Wan Zhuangzhuang, Bai Xue, Ma Jian, Xu Zhaowen, Liu Yaolu
Laser Institute, Qilu University of Technology (Shandong Academy of Sciences), Jinan 250104, China.
College of Aerospace Engineering, Chongqing University, Chongqing 400044, China.
Photoacoustics. 2024 Aug 6;39:100638. doi: 10.1016/j.pacs.2024.100638. eCollection 2024 Oct.

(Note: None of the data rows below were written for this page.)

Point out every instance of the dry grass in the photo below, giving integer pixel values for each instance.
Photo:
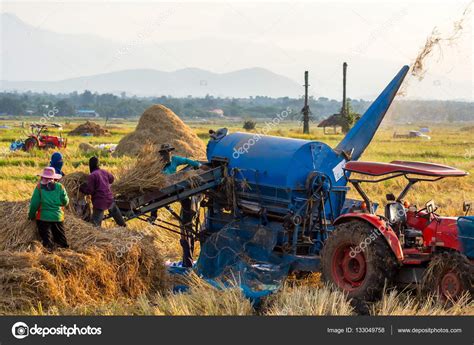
(203, 299)
(307, 300)
(404, 304)
(101, 264)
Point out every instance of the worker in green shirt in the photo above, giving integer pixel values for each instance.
(47, 208)
(189, 207)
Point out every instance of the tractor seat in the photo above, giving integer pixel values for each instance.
(395, 213)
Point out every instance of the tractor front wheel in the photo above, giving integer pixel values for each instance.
(449, 275)
(357, 259)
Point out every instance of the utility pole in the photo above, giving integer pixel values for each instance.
(344, 102)
(305, 109)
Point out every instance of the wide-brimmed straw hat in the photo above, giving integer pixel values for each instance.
(50, 173)
(166, 148)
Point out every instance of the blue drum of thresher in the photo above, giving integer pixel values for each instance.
(285, 195)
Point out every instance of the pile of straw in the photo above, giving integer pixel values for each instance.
(100, 265)
(142, 176)
(159, 125)
(89, 127)
(145, 175)
(79, 203)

Metallurgical defects in metal laser additive manufacturing (LAM) are inevitable due to complex non-equilibrium thermodynamics. A laser ultrasonic system was designed for detecting surface/near-surface defects in the layer-by-layer LAM process. An approach was proposed for ultrasonic imaging of defects based on variable time window intensity mapping with adaptive 2σ threshold denoising. The Gaussian mixture model hypothesis and expectation-maximization algorithm can automatically differentiate between components dominated by defects and background noises, thereby providing an adaptive threshold that accommodates detection environments and surface roughness levels. Results show that the ultrasonic wave reflection at defect boundaries diminishes far-field ultrasonic intensity upon pulsed laser irradiation on surface defects, enabling defect size and location characterization. This method is applicable to LAM samples with a significant surface roughness of up to 37.5 μm. It can detect superficial and near-surface defects down to 0.5 mm in diameter and depth, making it significant for online defect detection in additive manufacturing.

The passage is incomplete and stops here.